After the fact, actors said they learned that some of their lines spoken in the production had been dubbed over.
At least one actress has sued Youssef, claiming her image and reputation were harmed and her safety was put in jeopardy, citing a religious edict she said an Egyptian cleric had issued against anyone connected with the movie.
Assistant U.S. Attorney Robert Dugdale said some cast members have received death threats and feared for their lives.
The film touched off a torrent of anti-American unrest in Arab and Muslim countries. The start of the violence on September 11 coincided with an attack on U.S. diplomatic facilities in the Libyan city of Benghazi that killed four Americans, including the U.S. ambassador to Libya.
U.S. and other foreign embassies were also stormed in various cities across the Middle East, Asia and Africa. For many Muslims, any depiction of the prophet is considered blasphemous.
Defence lawyer Steven Seiden told reporters after Wednesday's hearing that the government was using its probation case to punish Youssef for making the film, thus chilling his client's constitutional rights to freedom of expression.
"This hearing had everything to do with the movie," he said.
Dugdale said in court that Youssef was not being prosecuted for the content of his film but because "the way he made this movie, he did defraud people," in part by operating under an assumed identity.

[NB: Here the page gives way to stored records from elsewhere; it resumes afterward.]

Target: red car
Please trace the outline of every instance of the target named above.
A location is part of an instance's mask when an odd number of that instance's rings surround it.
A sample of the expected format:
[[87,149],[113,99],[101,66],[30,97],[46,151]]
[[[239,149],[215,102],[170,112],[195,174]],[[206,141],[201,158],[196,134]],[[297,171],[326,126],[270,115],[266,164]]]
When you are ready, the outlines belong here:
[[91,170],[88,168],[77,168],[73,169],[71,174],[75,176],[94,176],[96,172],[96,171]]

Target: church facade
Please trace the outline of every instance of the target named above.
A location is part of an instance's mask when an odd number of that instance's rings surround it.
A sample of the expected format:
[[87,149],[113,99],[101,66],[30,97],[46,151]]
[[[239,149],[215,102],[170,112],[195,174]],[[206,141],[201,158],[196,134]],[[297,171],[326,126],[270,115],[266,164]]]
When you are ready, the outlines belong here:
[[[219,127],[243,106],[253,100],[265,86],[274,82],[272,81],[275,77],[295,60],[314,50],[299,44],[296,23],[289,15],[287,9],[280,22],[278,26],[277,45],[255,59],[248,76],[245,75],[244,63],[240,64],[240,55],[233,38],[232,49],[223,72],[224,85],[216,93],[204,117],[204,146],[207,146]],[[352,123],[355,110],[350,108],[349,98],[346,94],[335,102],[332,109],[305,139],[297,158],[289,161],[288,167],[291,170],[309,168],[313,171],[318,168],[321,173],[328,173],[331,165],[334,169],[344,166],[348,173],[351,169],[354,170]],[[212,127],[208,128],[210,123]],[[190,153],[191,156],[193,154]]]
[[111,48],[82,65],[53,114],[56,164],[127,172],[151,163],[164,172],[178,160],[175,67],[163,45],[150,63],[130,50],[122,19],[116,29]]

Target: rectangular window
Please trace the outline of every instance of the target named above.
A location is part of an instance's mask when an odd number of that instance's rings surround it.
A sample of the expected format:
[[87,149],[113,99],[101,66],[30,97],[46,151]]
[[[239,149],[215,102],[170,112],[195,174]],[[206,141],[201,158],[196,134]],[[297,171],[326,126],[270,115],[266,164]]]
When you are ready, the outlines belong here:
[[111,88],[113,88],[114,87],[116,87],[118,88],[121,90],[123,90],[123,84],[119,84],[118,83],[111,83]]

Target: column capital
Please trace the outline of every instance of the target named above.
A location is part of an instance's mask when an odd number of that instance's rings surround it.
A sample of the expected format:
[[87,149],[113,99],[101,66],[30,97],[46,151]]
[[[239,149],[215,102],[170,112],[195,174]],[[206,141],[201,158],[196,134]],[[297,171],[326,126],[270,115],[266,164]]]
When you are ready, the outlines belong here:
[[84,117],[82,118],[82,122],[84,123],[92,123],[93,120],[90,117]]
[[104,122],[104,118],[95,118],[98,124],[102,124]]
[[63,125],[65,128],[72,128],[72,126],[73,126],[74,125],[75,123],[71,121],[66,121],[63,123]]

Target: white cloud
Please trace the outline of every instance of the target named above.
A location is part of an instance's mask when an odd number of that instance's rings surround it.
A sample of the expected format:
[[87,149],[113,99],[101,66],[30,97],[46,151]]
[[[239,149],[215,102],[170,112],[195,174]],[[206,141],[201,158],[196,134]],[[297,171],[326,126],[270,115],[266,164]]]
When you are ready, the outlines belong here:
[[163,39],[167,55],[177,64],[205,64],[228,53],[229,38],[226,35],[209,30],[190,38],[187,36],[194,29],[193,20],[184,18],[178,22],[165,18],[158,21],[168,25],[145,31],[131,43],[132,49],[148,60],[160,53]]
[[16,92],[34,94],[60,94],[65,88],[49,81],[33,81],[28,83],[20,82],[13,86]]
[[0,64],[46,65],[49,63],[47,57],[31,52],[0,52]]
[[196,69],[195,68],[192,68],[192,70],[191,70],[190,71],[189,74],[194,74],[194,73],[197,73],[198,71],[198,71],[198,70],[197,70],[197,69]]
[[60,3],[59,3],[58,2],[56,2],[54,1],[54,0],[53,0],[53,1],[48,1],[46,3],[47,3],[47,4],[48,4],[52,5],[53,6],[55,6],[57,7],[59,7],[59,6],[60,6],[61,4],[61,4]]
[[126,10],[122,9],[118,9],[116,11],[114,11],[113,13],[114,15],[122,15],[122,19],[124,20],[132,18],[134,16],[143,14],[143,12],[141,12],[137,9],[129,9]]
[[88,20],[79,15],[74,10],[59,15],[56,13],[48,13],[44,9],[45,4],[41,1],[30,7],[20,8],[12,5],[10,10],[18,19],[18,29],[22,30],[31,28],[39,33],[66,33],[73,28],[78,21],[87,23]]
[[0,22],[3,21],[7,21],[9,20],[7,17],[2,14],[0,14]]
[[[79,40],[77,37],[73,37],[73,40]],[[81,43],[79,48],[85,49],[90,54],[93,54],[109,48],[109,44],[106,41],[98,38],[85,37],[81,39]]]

Youssef appeared in court in a white jumpsuit, his hands shackled to his waist. He said little, and an Arabic translator was used to communicate with him.
While in protective custody since his arrest, Youssef has remained essentially isolated and unable to see his relatives, except for brief glimpses he can catch in courtrooms, Seiden said.
The defence lawyer also told reporters his client wrote the script for the video and may have served as a "cultural consultant" on the video, but does not own rights to it.
Youssef previously was convicted of fraudulently obtaining 641 credit and debit cards and 60 bank accounts, defrauding banks of $800,000, Dugdale said.